For most people, the mention of the word Anime leads to thoughts of tentacles, and women with strangely coloured hair wearing very little. I’m not saying that this isn’t true, but like any other stereotype it’s an exaggeration rather than an inescapable truth.
Over the last couple of years, I’ve been exploring the world of Anime, and to me, it is simply another form of storytelling. Like any other form, there are plenty which are NSFW, but there are more which are compelling. You aren’t limited by special effects or their budgets in the world of animation and, like in a book you are only limited by your imagination.
So, as a public service here are five anime that I would recommend for newbies. These are all, at the time of writing, available on Netflix.
Fullmetal Alchemist: Brotherhood
In a world where alchemy is the main science, two young protégés attempt to bring their mother back from the dead. The cost of their failure is that one loses an arm and leg, whilst his younger brother’s soul is transferred to a suit of armour. The series deals with their attempts at finding a Philosopher’s Stone which may help them get back their bodies. Meanwhile, their country, Armestris, is journeying down a very dark path.
At sixty four episodes this is the longest entry on the list. I’m not going to be able to say how epic this series is in one paragraph but, let me say this. During the first few episodes I thought that this was going to be a fun little romp and then I suddenly found myself being drawn into something far more serious. It delivers in so many ways, and it isn’t just about the Elric brothers, but the supporting cast who you really start pulling for.
The original adaptation simply called Fullmetal Alchemist is also currently available on Netflix. This quickly diverges from the manga, and while it is still quite good, Brotherhood is the more complete story.
Okabe Rintarou is a self-proclaimed mad scientist who has a Future Gadget Laboratory with his friends Daru and Mayuri. He finds a way of sending messages back into the past and, starts to experiment with it. He soon begins to realise that even small changes can have massive consequences and when a rival organisation comes for his machine Okabe has to find a way of preventing a friend’s death.
Unlike the other entries on this list, this is based on a video game rather than a manga, and it is also the only series on this list for which there isn’t an English dub. It is a really strong time travel story, where it clearly defines the rules and keeps to them. It is really a story about an ordinary person trying to save the day while the universe wants something else.
This is the story of Spike Spiegel and the crew of the space ship Bebop. The are registered bounty hunters, or Cowboys, who chase criminals and bring them in for a reward. Due to some really bad luck, they always seem to be barely surviving, while each of the characters have to deal with something from their past. The major storyline revolves around why Spike became a Cowboy.

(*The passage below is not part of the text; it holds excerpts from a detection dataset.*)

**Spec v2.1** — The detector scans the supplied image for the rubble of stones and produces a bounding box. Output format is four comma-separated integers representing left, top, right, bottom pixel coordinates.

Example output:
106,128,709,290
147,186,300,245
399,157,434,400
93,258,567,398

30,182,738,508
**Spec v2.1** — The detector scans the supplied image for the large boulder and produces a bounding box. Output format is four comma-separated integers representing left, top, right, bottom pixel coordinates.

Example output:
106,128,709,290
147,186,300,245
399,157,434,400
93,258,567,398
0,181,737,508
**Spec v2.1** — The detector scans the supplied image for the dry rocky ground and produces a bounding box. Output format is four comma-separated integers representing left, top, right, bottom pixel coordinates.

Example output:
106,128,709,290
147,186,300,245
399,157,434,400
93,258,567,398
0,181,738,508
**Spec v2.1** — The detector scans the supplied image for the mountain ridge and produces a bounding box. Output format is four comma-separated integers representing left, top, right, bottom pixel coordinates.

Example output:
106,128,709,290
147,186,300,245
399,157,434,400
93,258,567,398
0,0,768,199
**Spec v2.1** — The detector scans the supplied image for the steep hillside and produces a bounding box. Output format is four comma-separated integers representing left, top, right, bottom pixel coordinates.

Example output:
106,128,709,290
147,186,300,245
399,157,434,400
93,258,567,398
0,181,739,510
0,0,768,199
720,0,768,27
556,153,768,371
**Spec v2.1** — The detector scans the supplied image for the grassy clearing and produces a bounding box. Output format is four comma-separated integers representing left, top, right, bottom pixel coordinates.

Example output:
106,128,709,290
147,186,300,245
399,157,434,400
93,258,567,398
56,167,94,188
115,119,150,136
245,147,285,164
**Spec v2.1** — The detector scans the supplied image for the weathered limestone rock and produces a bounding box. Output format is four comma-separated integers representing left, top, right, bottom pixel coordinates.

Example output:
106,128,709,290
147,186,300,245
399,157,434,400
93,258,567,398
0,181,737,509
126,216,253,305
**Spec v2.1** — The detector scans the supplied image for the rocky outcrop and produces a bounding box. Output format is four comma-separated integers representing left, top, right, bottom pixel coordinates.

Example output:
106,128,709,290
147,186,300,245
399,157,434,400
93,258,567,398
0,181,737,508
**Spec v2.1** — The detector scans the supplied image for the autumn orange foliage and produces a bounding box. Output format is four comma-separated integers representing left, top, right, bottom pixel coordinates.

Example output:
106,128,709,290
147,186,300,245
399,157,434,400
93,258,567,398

I’m going to have to break the rule about scantily clad young ladies, as Faye Valentine doesn’t have much of a wardrobe. The opening theme sets the tone of the series perfectly, as it really feels like you are watching a jazz jam on screen. The episodes dealing with Spike’s backstory are all pretty amazing, especially his interactions with Vicious.
Trigun is the story of Vash the Stampede AKA The Humanoid Typhoon. Everywhere he goes, all that is left behind is a trail of destruction. He is chased around by Meryl Stryfe, and Milly Thompson, agents of the Bernardelli Insurance Company who attempt to mitigate the damaged caused. The problem is that all of the destruction is caused by bounty hunters who are trying to get the sixty billion double dollar bounty on Vash’s head.
Trigun is a bit silly, with Vash being inconspicuous in his full length red coat and golden sunglasses. Like Cowboy Bebop, it was originally shown in April 1998 (it is the elder show by two days) and it’s opening theme is also brilliant. Guitar Riff or Jazz, you decide! Ultimately, it examines the futility or otherwise of pacifism.
Attack on Titan
When I first came across Attack on Titan, I was confused thinking that it was about a colony on Saturn’s moon. Instead, the whole of humanity lives hidden behind three sets of walls. Outside these walls live Titans, large humanoids who eat humans, who have overrun the rest of the world. The story begins with the destruction of the outer walls and, delves into humanity’s fight for survival and the true nature of the Titans.
Unlike the other shows on this list, this is ongoing. The first season is currently available, with the second hopefully coming to Netflix this autumn. A third season, has just started in Japan. I really love the twists in this series, and I am certain that some of it is influenced by the Battlestar Galactica remake.